The Just Cookies bakery in Indianapolis is drawing criticism for refusing to accept an order from a gay student group at Indiana University-Purdue University Indianapolis. What sort of offensive, non-family-friendly baked good was the group trying to purchase? Erotic breadstick? Vaginal red velvet cake? Dear god, was it a giant phallus made of phyllo?

No, it was ... rainbow cupcakes and cookies.


According to the man who owns the bakery, the festively colored sugary confections meant to celebrate LGBT pride violate the values of their business. Which I would have thought was something like, "Sell cookies and stuff. Lots of them, hopefully," but apparently it runs deeper than that. Co-owner David Stockton told a local television station,

"I explained we're a family-run business, we have two young, impressionable daughters, and we thought maybe it was best not to do that."

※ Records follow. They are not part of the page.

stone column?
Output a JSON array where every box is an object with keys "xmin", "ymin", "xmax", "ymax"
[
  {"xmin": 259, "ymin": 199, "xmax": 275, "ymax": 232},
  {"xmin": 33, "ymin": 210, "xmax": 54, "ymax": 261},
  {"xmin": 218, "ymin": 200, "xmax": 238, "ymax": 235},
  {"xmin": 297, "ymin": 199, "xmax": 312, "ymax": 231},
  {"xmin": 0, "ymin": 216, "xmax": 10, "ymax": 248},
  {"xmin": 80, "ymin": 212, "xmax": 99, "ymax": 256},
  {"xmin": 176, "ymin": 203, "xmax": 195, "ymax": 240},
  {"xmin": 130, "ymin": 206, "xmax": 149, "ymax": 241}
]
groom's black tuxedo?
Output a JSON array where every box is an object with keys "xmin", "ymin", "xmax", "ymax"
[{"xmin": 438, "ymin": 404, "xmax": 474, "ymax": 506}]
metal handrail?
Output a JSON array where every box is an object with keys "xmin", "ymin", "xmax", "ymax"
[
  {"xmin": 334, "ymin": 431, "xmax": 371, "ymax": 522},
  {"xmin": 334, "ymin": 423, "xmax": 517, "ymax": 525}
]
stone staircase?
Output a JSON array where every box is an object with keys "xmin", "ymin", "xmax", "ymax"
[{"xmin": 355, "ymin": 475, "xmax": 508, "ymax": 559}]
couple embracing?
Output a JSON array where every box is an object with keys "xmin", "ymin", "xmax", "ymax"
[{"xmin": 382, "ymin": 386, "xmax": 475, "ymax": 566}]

He added that it was the bakery's choice to decide what was acceptable, clarifying that rainbow colors fall into a similar category as NC-17 brownies.

"We have our values, and you know, some things ... for instance, if someone wants a cookie with an obscenity, well, we're not going to do that."

Okay, so I don't share these values at all, personally. And again, speaking personally, I think it's too bad the owners are teaching their "young, impressionable daughters" that it's okay to think less of someone for their lifestyle.

However, they are a private enterprise, and as such, I think they should be able to decide what kind of wonky values govern their own business.

City officials are now involved, and mayoral spokesman Robert Vane told Fox News,

"It's the other proprietor stating his personal views, that's the problem, because that's not the image of the City Market and the image Mayor Ballard is trying to portray."

The mayor surely doesn't want more bad press, so I'm sure they'll be swift to issue some sort of set of rules for all its market vendors to abide by, which removes their freedom to make certain business decisions. Even the ones I find personally icky.

The city government's involvement doesn't seem right to me. The student group got their cupcakes from a different vendor, and isn't that the better way to show a business what we think of their values? By shopping elsewhere?

What do you think? Should a business be able to decide to refuse certain services based on 'family values'?